The chief offender was veteran reporter Bob McGinn of the Milwaukee Journal-Sentinel (I'm calling him out by name, because I think he'd actually take pride in it). More often than not, his stories included unnamed sources. And those stories were rarely of "great significance," at least not in my opinion.

Now, McGinn could argue that there was "no other way" to report these stories, I guess. Usually his unnamed sources were opposing personnel experts evaluating Packers players -- something they wouldn't do with their name attached -- and it's good journalism to get opinions beyond the team's positive spin zone. So I'll give him a pass there.

But what killed me was the lack of 'confirmability.' Sure, Personnel Dude X thought Player Y sucked. But was his opinion a sign of the norm or an exception to the rule? Was his quote merely the juiciest? Did the reporter even call any other personnel experts for their opinions? And, if so, how many?

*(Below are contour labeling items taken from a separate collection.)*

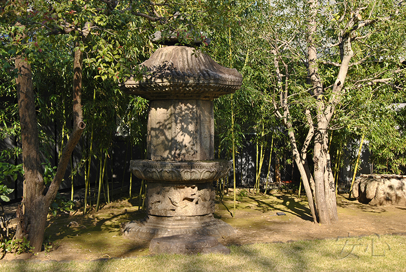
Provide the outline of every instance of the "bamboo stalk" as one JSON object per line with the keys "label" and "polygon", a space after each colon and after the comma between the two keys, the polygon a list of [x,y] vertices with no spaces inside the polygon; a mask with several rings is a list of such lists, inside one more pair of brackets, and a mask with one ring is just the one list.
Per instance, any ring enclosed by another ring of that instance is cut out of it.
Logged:
{"label": "bamboo stalk", "polygon": [[361,138],[361,143],[359,144],[359,150],[358,150],[358,154],[357,156],[357,161],[355,162],[355,167],[354,168],[354,175],[352,176],[352,181],[351,182],[351,186],[350,187],[350,194],[348,198],[350,198],[351,197],[351,193],[352,192],[352,186],[354,184],[354,182],[355,181],[355,176],[357,175],[357,170],[358,168],[358,163],[359,162],[359,157],[361,156],[361,150],[362,148],[362,144],[364,143],[364,133],[362,133],[362,137]]}
{"label": "bamboo stalk", "polygon": [[[98,206],[99,204],[100,203],[100,192],[101,191],[101,184],[103,182],[103,175],[104,174],[104,167],[106,166],[106,159],[105,158],[105,163],[103,167],[101,167],[101,164],[103,164],[103,156],[101,155],[101,151],[100,151],[100,164],[99,167],[99,177],[98,177],[98,190],[97,191],[97,201],[96,203],[96,211],[97,212],[98,211]],[[106,199],[106,197],[105,197],[105,199]]]}
{"label": "bamboo stalk", "polygon": [[[268,188],[268,179],[270,175],[270,160],[272,158],[272,150],[274,149],[274,131],[272,131],[272,140],[270,142],[270,152],[269,152],[269,162],[268,163],[268,174],[266,175],[266,181],[265,184],[265,195],[266,195],[266,189]],[[272,176],[271,176],[272,177]]]}
{"label": "bamboo stalk", "polygon": [[[123,179],[121,181],[121,190],[120,192],[120,196],[121,196],[123,195],[123,187],[124,187],[124,177],[125,175],[125,168],[127,166],[127,153],[128,153],[128,142],[127,142],[125,145],[125,160],[124,162],[124,169],[123,170]],[[131,172],[130,172],[130,175],[131,175]]]}

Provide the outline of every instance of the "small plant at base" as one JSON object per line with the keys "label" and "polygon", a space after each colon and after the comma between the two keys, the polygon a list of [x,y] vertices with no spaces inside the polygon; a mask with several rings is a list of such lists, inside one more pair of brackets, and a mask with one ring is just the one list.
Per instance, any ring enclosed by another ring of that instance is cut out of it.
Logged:
{"label": "small plant at base", "polygon": [[241,190],[239,192],[238,195],[237,195],[237,200],[238,200],[239,202],[241,202],[248,195],[248,191],[247,190],[245,189]]}
{"label": "small plant at base", "polygon": [[14,251],[15,254],[32,253],[34,247],[29,245],[29,241],[25,237],[22,239],[7,240],[2,243],[0,248],[3,248],[5,253]]}
{"label": "small plant at base", "polygon": [[50,242],[48,242],[48,243],[44,243],[43,246],[44,251],[45,252],[45,256],[46,256],[48,253],[52,250],[52,245]]}

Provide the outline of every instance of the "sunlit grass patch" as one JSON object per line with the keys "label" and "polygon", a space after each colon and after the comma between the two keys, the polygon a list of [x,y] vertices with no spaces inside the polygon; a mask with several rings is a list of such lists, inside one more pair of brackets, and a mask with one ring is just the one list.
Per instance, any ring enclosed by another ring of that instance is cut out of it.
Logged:
{"label": "sunlit grass patch", "polygon": [[399,271],[406,236],[374,235],[286,244],[231,246],[230,255],[157,255],[107,261],[0,262],[6,272],[55,271],[231,272]]}

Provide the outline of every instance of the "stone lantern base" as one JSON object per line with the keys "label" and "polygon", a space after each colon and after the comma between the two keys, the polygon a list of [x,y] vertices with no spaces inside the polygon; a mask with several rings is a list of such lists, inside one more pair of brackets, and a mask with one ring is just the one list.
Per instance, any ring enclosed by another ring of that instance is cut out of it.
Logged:
{"label": "stone lantern base", "polygon": [[151,240],[178,234],[199,234],[226,237],[236,233],[230,225],[214,218],[213,214],[200,216],[148,215],[140,220],[127,223],[123,227],[125,237]]}
{"label": "stone lantern base", "polygon": [[213,181],[227,175],[231,164],[224,160],[131,161],[132,174],[147,180],[147,216],[125,224],[124,236],[150,240],[178,234],[226,237],[235,234],[232,227],[213,215]]}

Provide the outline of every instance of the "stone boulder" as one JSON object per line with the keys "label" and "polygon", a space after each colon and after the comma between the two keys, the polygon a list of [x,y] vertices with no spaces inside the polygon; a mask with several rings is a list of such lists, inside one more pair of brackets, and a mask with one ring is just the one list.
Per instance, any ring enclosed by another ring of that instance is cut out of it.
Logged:
{"label": "stone boulder", "polygon": [[360,202],[365,204],[406,206],[406,177],[362,176],[354,182],[352,195]]}

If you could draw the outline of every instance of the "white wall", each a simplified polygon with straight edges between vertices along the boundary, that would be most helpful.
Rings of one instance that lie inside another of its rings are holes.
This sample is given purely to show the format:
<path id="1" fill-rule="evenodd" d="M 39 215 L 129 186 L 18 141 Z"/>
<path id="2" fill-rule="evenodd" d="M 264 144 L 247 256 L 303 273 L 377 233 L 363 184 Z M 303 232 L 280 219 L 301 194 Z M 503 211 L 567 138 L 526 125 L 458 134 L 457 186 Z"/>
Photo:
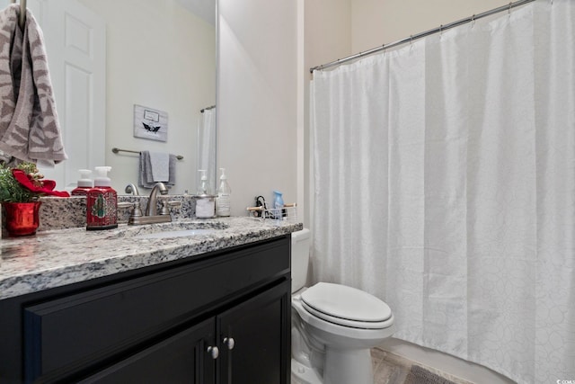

For the most part, as the reader, you never knew.

I'm sure McGinn's editors knew who he was talking to, and maybe he was fair about it. But as readers we were clueless. McGinn pumped out these stories so often (still does, I'm sure) that I wished he'd at least give his regular sources some handles. You know, that way I'd know that "AFC Cookie Monster" didn't like ANYBODY from the NFC no matter what, or that "NFC Yoda" was a source whose opinion I could trust.

I think what bothered me more than anything was that there was no longer even an attempt to write these stories any other way. That seemed lazy, at least. And a little shady, too.